PA appoints new foreign correspondents, but...

How sad is this news? The Press Association has appointed two correspondents in the United States. That should be good news, shouldn't it? With newspapers closing foreign bureaux, it's terrific to see Britain's major news agency stepping into the breach.

But I omitted a key word between "two" and "correspondents": entertainment. Yes, PA is boosting its so-called "premier showbiz service" by sending Shereen Low to New York and Ellie Genower to Los Angeles, where she joins video journalist Katie Spencer, in order for them all to file entertainment editorial.

Both women sound delighted about their new jobs. Low bubbles: "The challenges of working abroad are both exciting and daunting." What? As daunting as covering the war in Iraq? As exciting as following the US presidential campaign trail?

She explains the excitement thus: "My main aim is to further develop our multimedia coverage so that I can deliver a complete package to customers." I sincerely hope she didn't say that without a little help from a corporate suit otherwise her copy will be somewhat less than riveting.

As for Genower, she enthuses: "I'm really looking forward to my new role, I think it is important to have a journalist covering LA as it's a major hub of entertainment news." Important to whom? Oh yes, PA's customers, the popular press, that bit of the industry that is fast declining as it goes on publishing entertainment rubbish day after day. Doubtless the customers will also include the provincial press, which ignores so much local news in favour of celebrity claptrap.

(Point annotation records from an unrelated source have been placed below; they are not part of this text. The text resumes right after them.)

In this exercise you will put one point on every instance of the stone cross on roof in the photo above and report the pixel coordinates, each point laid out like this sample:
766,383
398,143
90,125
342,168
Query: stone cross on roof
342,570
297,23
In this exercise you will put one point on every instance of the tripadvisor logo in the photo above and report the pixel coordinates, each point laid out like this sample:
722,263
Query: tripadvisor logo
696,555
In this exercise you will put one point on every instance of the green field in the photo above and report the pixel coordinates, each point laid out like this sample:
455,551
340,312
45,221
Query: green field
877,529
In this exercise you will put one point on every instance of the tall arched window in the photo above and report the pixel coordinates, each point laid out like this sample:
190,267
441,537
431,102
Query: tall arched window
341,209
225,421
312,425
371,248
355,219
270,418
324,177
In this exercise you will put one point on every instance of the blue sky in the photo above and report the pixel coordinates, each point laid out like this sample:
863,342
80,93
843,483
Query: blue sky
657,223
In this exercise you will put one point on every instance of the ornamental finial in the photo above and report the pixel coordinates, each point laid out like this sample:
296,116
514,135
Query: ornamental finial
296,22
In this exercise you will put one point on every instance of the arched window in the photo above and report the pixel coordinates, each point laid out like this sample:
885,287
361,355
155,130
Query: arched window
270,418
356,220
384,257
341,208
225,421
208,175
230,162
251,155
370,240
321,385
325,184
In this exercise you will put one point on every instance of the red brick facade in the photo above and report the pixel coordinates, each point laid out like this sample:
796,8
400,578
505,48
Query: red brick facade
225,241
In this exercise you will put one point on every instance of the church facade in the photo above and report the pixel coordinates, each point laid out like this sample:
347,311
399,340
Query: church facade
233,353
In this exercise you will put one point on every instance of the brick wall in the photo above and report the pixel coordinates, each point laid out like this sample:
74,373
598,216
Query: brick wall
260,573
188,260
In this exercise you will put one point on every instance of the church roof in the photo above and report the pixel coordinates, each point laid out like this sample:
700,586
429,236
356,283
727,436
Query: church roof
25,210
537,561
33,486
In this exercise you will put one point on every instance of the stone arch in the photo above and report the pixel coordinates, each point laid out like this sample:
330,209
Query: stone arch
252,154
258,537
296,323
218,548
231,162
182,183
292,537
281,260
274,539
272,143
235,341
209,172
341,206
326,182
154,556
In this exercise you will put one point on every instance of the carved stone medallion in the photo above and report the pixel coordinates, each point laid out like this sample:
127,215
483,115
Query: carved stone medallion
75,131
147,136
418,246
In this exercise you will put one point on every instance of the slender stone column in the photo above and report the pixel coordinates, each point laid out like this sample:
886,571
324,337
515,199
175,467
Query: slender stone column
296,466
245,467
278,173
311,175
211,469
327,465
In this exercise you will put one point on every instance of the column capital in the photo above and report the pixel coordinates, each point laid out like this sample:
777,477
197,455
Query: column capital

Are we training journalists for this? Must we cut down yet further on the coverage of courts and councils and inquests and crime and the rest of the traditional news agenda in favour of yet more entertainment material?

It's more evidence of the flight from public interest news (which doesn't return a profit) and the growth of news which interests the public (and therefore makes commercial "sense"). I know I sound like a grumpy old man. But I've been saying it for years, when I was (relatively) young... and also grumpy.